On Jan. 21, Oak Hammock Marsh and Wiwchar will be hosting an astronomy night. Wiwchar will be giving tips on how to capture the beauty of night skies.
“My presentation is really meant to be inspirational to anyone wanting to capture the night sky. Anyone that has a camera will learn something,” said Wiwchar.
“I’ll share lots of tips, tricks, and creative ideas I have learnt by being in the field, from capturing auroras, the Milky Way, and meteor showers.”
Almost a decade ago, the Winnipeg-based photographer’s passion for the night sky and its stars led her into the world of astrophotography.

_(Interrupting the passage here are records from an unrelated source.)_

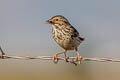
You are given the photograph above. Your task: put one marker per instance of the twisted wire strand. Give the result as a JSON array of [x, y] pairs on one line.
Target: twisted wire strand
[[69, 59]]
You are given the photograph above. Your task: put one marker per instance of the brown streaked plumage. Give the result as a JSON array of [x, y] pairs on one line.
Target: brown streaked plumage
[[65, 35]]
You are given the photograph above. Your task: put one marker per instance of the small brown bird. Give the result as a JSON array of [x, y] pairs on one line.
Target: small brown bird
[[65, 35]]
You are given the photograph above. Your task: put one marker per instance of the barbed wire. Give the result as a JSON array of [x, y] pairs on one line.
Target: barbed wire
[[69, 59]]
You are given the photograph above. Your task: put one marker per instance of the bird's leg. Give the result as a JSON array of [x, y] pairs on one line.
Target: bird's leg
[[2, 56], [65, 56], [55, 59], [79, 58]]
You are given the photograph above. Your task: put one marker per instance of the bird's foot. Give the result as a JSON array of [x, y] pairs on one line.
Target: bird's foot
[[79, 58], [55, 59], [66, 59]]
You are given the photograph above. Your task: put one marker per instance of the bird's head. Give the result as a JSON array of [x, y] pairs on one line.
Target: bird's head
[[58, 19]]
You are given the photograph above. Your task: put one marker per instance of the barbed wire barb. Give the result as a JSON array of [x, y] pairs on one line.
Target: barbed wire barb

“I have always been lured by the stars and the mystery behind the night skies,” Wiwchar told the Manitoban.
Wiwchar said that her first forays into astrophotography were sparked by the purchase of a telescope just eight years ago.
“I still remember how seeing Saturn and its rings looked the very first time, and how it made me want to see so much more.”
In a bid to quench her thirst, Wiwchar got herself a high-quality camera and joined some photography groups and associations, including the Winnipeg chapter of the Royal Astronomy Society of Canada (RASC).
She spent years developing her photography skills, while at the same time networking with fellow astrophotographers and making exciting memories.
“I have many amazing memories of my nights under the stars, from being with friends counting meteors from a meteor shower, watching incredible aurora pouring down from the sky unexpectedly, catching the Milky Way rising above an abandoned home you stumbled upon on your own, to seeing incredible treasures show up on your LCD screen of something so far away,” said Wiwchar.
Despite all the fun and good times that are part and parcel of a life gazing at the stars, Wiwchar has had her fair share of challenges with astrophotography. It took her a while to learn about and get used to the ample amount of equipment and gadgets and the multiple tests it takes to find the right spots. She also had to keep up with the dynamics of technology in modern photography.
“Doing nightscapes requires some fairly decent dark skies and some late nights, so travel time and finding time to catch up on sleep when you have two kids and a full time job is always a challenge,” said Wiwchar.
“Processing really requires a creative and flexible mindset, and takes a lot of experimentation to make a successful image. Technologies and methods are increasing so fast and keeping up with the latest information can be tricky.”
Today, Wiwchar has developed a wonderful catalogue and is steadily making a name for herself in the Winnipeg astrophotography community.